Our first revision had mixed results. Based on this data and on simulations with and without height, the data convey that the removal of height damaged accuracy more than the filters aided it. In retrospect, given the Azureus round trip time distribution (see Section 3.2), in which 7.6 percent of the node pairs exhibit round trip times greater than or equal to one second, it is not surprising that using height helped many nodes find a low error coordinate. In addition, given that two dimensions are enough to capture much of Azureus' inherent dimensionality, it is also not surprising that the addition of three dimensions did not radically improve accuracy. Although the 5D coordinates are less accurate, they are more than 2-1/2 orders-of-magnitude more stable because the latency filters prevent anomalous measurements from reaching the update algorithm.

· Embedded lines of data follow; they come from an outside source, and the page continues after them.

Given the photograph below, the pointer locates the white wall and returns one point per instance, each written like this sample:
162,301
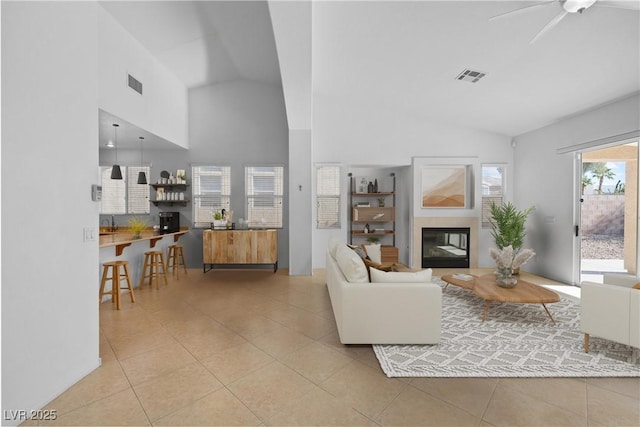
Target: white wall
362,134
49,160
240,123
545,179
162,109
300,203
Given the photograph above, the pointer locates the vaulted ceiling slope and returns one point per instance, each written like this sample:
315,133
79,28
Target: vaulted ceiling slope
204,42
405,56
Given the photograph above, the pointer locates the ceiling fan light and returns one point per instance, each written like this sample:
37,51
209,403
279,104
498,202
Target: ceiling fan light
573,6
142,178
116,173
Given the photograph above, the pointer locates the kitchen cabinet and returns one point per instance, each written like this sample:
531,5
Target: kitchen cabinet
225,248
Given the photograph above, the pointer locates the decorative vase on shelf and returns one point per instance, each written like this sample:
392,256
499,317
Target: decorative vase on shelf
505,279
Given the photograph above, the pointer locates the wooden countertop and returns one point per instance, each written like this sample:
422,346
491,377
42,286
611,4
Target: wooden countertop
124,237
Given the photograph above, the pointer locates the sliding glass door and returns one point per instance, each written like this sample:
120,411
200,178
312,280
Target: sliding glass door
608,210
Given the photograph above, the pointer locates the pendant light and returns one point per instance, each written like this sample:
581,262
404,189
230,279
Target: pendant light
142,177
116,173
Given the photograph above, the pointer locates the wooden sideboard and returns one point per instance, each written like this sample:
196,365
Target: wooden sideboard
239,247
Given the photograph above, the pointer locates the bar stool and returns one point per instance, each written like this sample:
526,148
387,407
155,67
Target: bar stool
175,259
153,268
115,278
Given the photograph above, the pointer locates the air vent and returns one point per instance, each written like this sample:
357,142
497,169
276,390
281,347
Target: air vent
470,76
135,84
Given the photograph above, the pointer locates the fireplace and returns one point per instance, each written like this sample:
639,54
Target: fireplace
445,247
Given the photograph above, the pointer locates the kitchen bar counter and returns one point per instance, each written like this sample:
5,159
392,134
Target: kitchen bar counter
123,238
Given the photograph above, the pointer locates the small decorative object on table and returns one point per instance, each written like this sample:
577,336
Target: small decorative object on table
508,260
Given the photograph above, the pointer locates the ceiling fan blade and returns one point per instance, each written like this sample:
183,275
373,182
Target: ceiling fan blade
619,4
550,25
521,10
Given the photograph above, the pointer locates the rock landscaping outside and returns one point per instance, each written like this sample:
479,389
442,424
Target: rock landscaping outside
602,247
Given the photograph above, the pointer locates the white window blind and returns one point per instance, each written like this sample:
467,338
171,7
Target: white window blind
211,191
264,186
328,196
124,196
493,184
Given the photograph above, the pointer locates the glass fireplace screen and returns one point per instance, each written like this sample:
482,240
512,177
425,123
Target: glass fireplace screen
445,248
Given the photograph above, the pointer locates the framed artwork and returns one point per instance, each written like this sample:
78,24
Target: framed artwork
444,186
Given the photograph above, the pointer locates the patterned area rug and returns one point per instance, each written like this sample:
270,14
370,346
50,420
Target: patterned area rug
516,340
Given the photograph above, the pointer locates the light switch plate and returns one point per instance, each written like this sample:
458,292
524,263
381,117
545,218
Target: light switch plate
89,234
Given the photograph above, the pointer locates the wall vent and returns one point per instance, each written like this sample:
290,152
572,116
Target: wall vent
470,76
135,84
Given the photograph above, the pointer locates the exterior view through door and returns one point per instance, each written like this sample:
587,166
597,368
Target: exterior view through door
609,211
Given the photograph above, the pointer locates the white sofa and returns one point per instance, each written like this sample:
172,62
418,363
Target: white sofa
611,310
383,313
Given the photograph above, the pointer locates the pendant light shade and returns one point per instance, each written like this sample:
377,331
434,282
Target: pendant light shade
116,173
142,177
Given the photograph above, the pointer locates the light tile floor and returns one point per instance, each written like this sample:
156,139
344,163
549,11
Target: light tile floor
250,347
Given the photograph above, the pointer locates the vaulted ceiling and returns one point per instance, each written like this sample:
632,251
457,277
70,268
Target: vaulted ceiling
406,55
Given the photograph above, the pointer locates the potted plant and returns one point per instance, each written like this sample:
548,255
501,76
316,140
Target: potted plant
507,225
137,225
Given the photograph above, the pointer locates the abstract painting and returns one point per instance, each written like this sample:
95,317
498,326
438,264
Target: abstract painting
444,186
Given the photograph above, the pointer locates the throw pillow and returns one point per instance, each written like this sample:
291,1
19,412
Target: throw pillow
374,252
351,265
423,276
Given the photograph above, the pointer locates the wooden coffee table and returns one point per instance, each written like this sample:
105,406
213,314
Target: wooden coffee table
466,281
524,293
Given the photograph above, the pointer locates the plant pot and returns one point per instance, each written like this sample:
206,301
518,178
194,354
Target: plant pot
505,279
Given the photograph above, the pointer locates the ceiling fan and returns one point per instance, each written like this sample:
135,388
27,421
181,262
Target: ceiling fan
569,6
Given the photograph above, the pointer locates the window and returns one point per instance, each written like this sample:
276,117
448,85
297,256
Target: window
328,196
493,180
264,190
124,196
211,192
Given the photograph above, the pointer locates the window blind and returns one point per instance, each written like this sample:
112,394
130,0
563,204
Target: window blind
264,187
211,191
328,197
493,178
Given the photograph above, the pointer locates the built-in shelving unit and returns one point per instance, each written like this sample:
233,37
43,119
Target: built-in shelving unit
169,189
368,219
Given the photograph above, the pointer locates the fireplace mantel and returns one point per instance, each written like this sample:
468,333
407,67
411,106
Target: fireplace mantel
423,222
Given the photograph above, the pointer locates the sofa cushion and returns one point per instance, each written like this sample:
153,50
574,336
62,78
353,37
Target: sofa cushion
351,265
359,250
374,252
370,264
423,276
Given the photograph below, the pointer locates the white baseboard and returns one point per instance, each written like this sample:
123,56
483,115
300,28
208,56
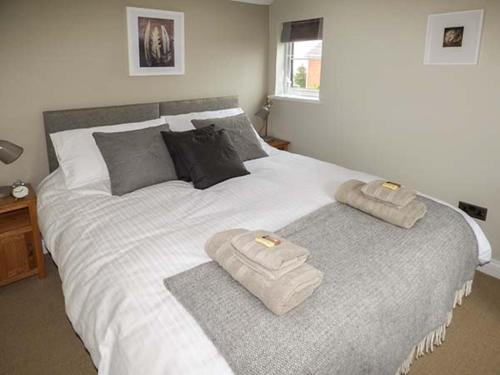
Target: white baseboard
492,268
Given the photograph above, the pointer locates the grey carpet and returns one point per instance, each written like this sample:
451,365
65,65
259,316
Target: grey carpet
36,337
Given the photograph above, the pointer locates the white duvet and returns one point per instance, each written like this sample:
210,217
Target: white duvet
114,252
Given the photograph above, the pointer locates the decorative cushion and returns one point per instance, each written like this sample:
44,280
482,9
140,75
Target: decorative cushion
79,156
136,159
206,154
240,130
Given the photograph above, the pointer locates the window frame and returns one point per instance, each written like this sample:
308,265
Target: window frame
294,92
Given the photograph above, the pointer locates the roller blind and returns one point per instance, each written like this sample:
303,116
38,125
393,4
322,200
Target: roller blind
301,31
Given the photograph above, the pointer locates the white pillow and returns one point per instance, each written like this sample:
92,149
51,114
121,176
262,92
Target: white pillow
80,158
182,123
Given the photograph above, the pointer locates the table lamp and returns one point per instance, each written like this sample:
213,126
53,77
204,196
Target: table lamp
263,114
9,152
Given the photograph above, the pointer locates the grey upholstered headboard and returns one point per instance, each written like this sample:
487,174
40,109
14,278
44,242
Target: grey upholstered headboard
56,121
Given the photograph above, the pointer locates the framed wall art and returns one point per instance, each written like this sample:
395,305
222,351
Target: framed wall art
155,41
454,38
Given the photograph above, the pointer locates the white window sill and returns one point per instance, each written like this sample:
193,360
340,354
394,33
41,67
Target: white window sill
290,98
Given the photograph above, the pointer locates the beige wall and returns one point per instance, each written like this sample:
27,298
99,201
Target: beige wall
57,54
382,111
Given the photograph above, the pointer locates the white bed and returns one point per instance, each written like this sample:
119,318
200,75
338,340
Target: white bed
113,254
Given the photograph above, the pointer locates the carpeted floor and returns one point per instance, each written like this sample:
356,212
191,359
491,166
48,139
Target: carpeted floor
36,337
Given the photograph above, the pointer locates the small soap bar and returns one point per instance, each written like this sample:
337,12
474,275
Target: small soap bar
267,241
391,185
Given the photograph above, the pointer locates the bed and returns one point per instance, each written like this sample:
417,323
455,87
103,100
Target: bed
114,252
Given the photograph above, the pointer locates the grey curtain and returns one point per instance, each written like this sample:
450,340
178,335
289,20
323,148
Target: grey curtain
301,31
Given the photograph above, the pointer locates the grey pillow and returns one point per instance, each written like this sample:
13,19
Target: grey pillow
241,133
136,158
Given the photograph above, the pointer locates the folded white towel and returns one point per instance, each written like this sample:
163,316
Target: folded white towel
272,262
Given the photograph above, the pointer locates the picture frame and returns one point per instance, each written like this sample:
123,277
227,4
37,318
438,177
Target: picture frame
155,42
454,38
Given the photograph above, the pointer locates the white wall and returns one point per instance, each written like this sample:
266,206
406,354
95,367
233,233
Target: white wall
382,111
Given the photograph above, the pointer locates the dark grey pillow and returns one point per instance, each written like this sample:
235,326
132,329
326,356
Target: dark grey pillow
240,131
136,158
207,154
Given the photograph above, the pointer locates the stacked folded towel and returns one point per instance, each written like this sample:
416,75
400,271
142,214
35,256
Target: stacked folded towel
398,206
277,275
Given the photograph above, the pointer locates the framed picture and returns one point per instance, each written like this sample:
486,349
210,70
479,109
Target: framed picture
454,38
155,42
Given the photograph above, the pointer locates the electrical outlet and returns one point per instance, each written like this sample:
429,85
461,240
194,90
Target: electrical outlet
474,211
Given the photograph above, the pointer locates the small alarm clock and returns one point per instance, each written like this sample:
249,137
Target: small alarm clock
20,190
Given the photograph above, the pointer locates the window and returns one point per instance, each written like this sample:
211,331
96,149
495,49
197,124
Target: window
302,50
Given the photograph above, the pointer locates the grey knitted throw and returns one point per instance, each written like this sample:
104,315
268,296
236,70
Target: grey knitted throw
387,293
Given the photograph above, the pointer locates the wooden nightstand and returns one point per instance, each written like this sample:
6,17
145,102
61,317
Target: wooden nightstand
280,144
20,243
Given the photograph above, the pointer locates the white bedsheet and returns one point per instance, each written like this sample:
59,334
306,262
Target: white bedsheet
114,252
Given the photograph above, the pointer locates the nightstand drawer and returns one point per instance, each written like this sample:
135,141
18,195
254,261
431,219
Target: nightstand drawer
14,257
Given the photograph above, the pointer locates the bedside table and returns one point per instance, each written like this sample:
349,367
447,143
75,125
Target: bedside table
20,243
280,144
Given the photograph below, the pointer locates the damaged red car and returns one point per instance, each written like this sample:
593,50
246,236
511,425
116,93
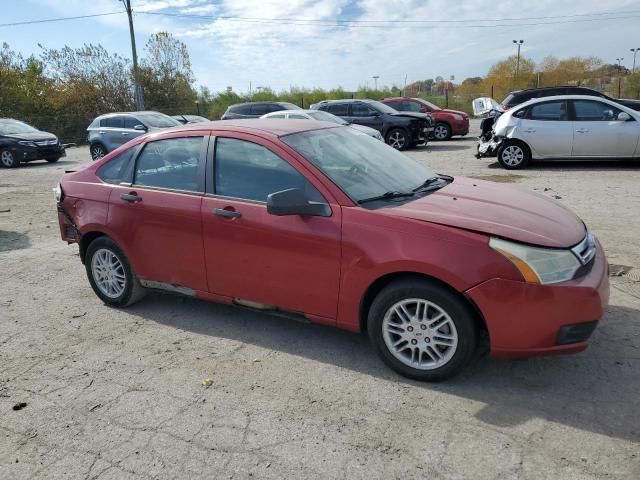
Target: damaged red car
319,222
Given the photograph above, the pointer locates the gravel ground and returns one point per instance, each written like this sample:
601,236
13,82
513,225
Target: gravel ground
119,393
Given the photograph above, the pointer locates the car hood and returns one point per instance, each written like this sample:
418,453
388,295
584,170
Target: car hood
421,116
364,129
33,136
500,210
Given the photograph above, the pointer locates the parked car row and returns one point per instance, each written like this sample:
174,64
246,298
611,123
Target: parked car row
561,127
20,142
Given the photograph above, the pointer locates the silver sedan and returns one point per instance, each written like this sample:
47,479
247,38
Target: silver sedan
564,127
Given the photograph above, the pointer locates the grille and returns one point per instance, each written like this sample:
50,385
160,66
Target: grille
46,143
586,249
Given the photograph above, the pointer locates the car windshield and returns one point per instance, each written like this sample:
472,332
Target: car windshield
432,106
158,120
381,107
290,106
7,127
326,117
360,165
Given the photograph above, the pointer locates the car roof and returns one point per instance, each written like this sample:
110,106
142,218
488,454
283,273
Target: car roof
271,127
569,97
540,89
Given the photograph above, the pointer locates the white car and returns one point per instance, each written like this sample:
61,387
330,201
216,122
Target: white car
564,127
323,117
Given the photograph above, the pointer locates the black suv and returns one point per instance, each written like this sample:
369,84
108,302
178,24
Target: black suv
521,96
256,109
401,130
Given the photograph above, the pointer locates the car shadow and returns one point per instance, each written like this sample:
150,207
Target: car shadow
597,390
578,165
13,241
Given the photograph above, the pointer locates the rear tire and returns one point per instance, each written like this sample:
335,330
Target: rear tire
441,132
514,155
110,274
398,139
8,159
422,330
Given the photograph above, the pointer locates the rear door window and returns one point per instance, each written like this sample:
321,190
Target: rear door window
112,122
249,171
548,111
115,170
591,111
339,109
173,163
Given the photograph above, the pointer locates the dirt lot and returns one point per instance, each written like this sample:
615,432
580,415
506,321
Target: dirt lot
119,394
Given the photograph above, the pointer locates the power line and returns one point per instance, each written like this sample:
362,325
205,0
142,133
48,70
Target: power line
357,24
59,19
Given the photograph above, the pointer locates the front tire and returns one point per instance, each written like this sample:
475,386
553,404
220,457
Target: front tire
110,274
398,139
441,132
8,159
513,155
422,330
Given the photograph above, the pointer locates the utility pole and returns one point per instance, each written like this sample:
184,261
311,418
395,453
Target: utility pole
519,44
634,50
137,88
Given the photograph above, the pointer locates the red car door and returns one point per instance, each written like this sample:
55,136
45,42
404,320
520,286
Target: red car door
289,262
157,218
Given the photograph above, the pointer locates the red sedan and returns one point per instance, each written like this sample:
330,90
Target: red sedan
319,222
448,122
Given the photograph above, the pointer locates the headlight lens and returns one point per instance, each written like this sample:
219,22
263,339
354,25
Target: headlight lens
538,265
57,193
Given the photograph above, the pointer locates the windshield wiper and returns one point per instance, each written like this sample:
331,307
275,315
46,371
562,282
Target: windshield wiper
431,181
386,196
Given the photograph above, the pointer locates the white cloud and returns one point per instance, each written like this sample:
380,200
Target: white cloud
232,52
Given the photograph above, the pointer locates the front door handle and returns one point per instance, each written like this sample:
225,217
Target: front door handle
131,197
222,212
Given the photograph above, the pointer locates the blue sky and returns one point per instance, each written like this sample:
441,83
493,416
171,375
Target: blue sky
463,39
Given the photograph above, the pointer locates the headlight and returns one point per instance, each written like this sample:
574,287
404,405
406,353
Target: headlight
538,265
57,193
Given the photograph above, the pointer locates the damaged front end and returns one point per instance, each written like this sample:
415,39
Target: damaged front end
490,147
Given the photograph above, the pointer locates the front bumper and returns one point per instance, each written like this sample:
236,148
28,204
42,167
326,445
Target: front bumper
527,320
489,148
28,154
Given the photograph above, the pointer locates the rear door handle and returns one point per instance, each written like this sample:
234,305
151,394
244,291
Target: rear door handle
226,213
131,197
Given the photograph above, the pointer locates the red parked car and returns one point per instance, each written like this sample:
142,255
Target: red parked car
448,122
317,221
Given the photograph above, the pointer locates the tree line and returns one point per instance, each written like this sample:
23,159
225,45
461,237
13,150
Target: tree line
62,90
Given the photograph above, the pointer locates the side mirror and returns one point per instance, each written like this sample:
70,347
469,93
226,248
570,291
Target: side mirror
294,202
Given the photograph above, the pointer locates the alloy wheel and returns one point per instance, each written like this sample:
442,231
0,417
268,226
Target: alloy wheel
420,334
108,273
512,155
397,140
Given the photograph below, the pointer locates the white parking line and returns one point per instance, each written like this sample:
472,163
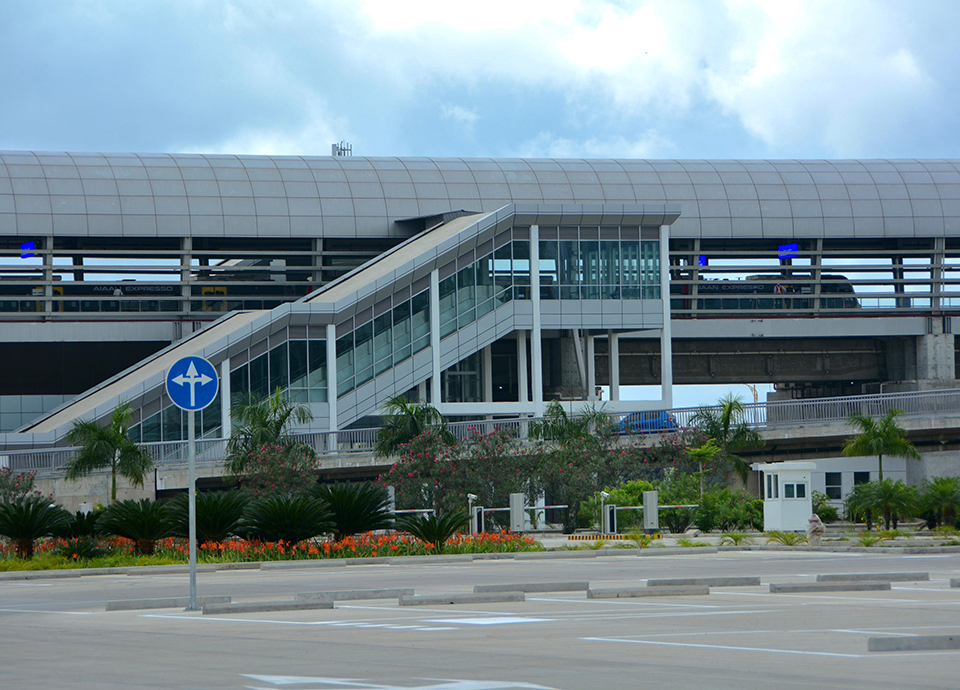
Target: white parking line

Our second change was more successful. The introduction of neighbor decay and the re-introduction of height in 4D+H create a much more accurate coordinate space than either of the previous two snapshots. This increase in accuracy occurs because neighbor decay enables nodes to triangulate their coordinates with a larger fraction of the network (and their neighbors are doing the same) and because height supplies the numerous nodes on DSL and cable lines with the additional abstract distance over which all their physical communication must travel.
We first evaluated neighbor decay in simulation. To confirm its continued effectiveness in a live system, we performed an experiment where we monitored the convergence of a node with and without neighbor decay enabled as part of the 4D+H coordinate system. In an average of three trials, we found neighbor decay improved median accuracy by 35, 40, and 54 percent at the 15, 30, and 60 minute marks respectively.